Haplo retrocedió hasta apoyarse en la estatua mientras sostenía el brazo inútil con la otra mano. Sang-Drax se acercó más. La magia corporal del patryn reaccionó de forma instintiva para protegerlo, pero la espada de la serpiente penetró con facilidad en el escudo debilitado y le rajó el pecho.
El acero partió por la mitad la runa del corazón, el signo mágico central del cual extraía Haplo su fuerza y del cual emanaba el círculo de su ser. La hoja penetró en la carne hasta dejar a la vista el esternón.
Para un hombre normal, para un mensch, la herida, aunque grave, no habría sido mortal. Sin embargo, Haplo supo que acababa de recibir una estocada letal. La espada mágica de Sang-Drax había cortado mucho más que la mera carne. Había roto la propia magia protectora del patryn dejándolo indefenso, vulnerable. A menos que tuviera tiempo para descansar, para reestructurar las runas y curarse a sí mismo, el siguiente ataque de la serpiente acabaría con él.
—Y moriré a los pies de un sartán —murmuró Haplo para sí, aturdido, mientras alzaba la vista hacia el rostro de la estatua.
La sangre manaba de su pecho, le empapaba la camisa, corría por sus brazos y sus manos. El resplandor azulado de los signos mágicos menguaba, se apagaba. Cayó de rodillas, demasiado agotado para seguir luchando. Demasiado... desesperado. Sang-Drax tenía razón: todo era inútil.
—Acaba conmigo de una vez —masculló—. ¿A qué esperas?
—Lo sabes muy bien, patryn —respondió Sang-Drax con su voz susurrante—. ¡Quiero tu miedo!

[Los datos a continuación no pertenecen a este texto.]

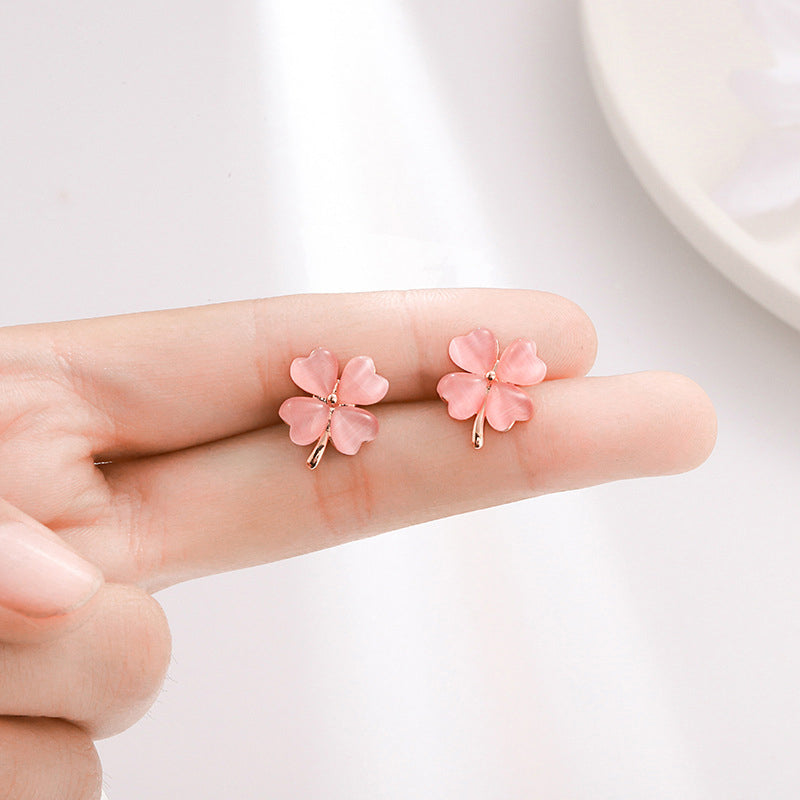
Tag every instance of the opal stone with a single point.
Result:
(359, 384)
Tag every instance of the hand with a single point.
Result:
(150, 445)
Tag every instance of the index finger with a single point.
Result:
(161, 381)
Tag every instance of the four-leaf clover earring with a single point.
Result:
(331, 412)
(488, 390)
(489, 387)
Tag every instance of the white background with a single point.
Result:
(636, 640)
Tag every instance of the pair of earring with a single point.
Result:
(487, 389)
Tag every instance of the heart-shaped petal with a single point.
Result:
(360, 384)
(306, 417)
(351, 427)
(519, 364)
(317, 373)
(463, 392)
(476, 352)
(505, 405)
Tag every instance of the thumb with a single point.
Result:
(44, 585)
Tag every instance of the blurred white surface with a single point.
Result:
(635, 640)
(666, 74)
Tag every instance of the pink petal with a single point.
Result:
(505, 405)
(351, 427)
(463, 392)
(360, 384)
(519, 364)
(317, 373)
(306, 417)
(476, 352)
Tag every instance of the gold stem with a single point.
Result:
(477, 428)
(319, 448)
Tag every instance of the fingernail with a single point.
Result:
(40, 576)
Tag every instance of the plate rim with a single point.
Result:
(719, 239)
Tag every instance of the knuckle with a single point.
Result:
(138, 655)
(47, 758)
(83, 779)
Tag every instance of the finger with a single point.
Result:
(166, 380)
(44, 584)
(250, 499)
(47, 758)
(102, 676)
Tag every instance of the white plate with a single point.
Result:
(663, 71)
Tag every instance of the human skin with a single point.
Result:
(149, 445)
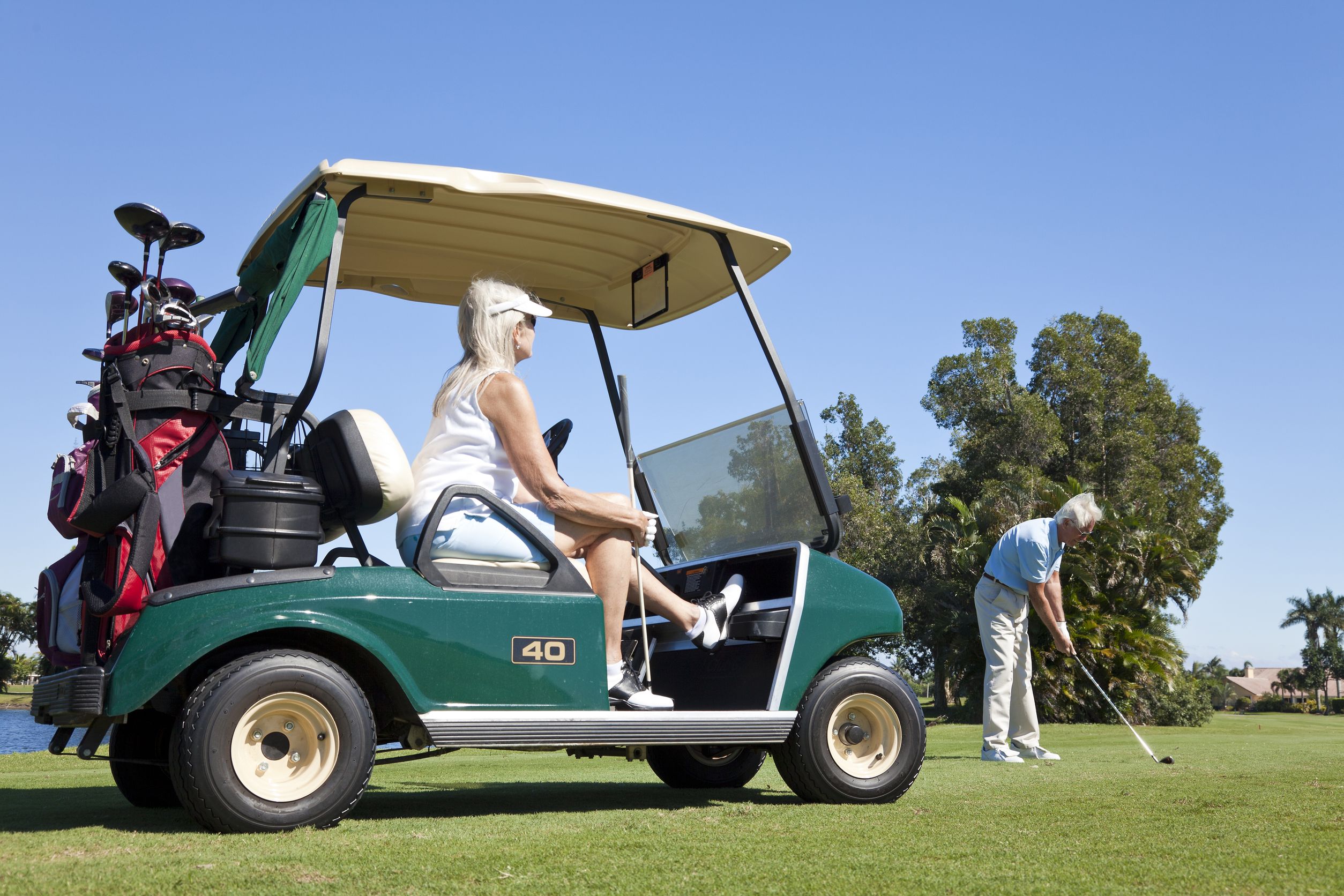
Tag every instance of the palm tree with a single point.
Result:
(1288, 682)
(1313, 613)
(1332, 622)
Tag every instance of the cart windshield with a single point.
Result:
(733, 488)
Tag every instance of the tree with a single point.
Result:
(1125, 433)
(18, 624)
(878, 537)
(1092, 413)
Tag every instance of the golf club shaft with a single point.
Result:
(639, 586)
(1116, 708)
(635, 503)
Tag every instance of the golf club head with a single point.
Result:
(143, 222)
(181, 290)
(124, 273)
(155, 290)
(118, 304)
(182, 235)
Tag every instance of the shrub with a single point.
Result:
(1186, 703)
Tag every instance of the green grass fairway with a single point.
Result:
(17, 696)
(1253, 805)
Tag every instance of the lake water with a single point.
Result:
(20, 734)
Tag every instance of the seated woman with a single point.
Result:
(486, 433)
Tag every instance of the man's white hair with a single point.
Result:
(1081, 510)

El falso elfo empezó a cambiar de forma y sus extremidades se alargaron horriblemente y se soldaron, fundiéndose en un cuerpo de piel fofa y tacto viscoso. Una luz roja, cada vez más intensa, enfocó a Haplo. El patryn no tuvo necesidad de alzar la vista para saber que la cabeza del gigantesco reptil acechaba encima de él, dispuesta a desgarrarle la carne, estrujarle los huesos y destruirlo.
Recordó la ocasión en que había resultado herido de muerte en el Laberinto. Recordó cómo se había dejado caer al suelo para morir, demasiado cansado, demasiado malherido...
—¡No! —exclamó.
Alargando la mano, empuñó la espada y la blandió en la zurda mientras se incorporaba tambaleándose. En la hoja del arma, las inscripciones mágicas no emitían ningún resplandor. Había perdido el poder de la magia. La espada era de acero mensch, sencilla y sin adornos, llena de muescas y golpes. Lo que Haplo sentía era cólera, no miedo. Y, si echaba a correr al encuentro de la muerte, quizá pudiera dejar atrás ese miedo.
Haplo se lanzó contra Sang-Drax y levantó la espada para descargar un golpe, consciente de que no viviría el tiempo suficiente para asestarlo.
Al inicio de la batalla, Limbeck Aprietatuercas andaba a gatas por el suelo tratando de encontrar las gafas.
Dejando caer el hacha de combate, el enano no prestó atención a los gritos y a las voces asustadas de los suyos, ni a los siseos y movimientos de las serpientes, que para él sólo eran, de todos modos, vagas formas oscuras. No prestó atención a la lucha que se desarrollaba en torno a él ni tampoco a Lof, que se quedó clavado donde estaba, paralizado de terror. Y Limbeck no prestó la menor atención a Jarre, que se hallaba de pie delante de él y le golpeaba la cabeza con el plumero.
—¡Limbeck! ¡Haz algo, por favor! ¡Los nuestros están muriendo! ¡Los elfos están muriendo! ¡El mundo está muriendo! ¡Haz algo!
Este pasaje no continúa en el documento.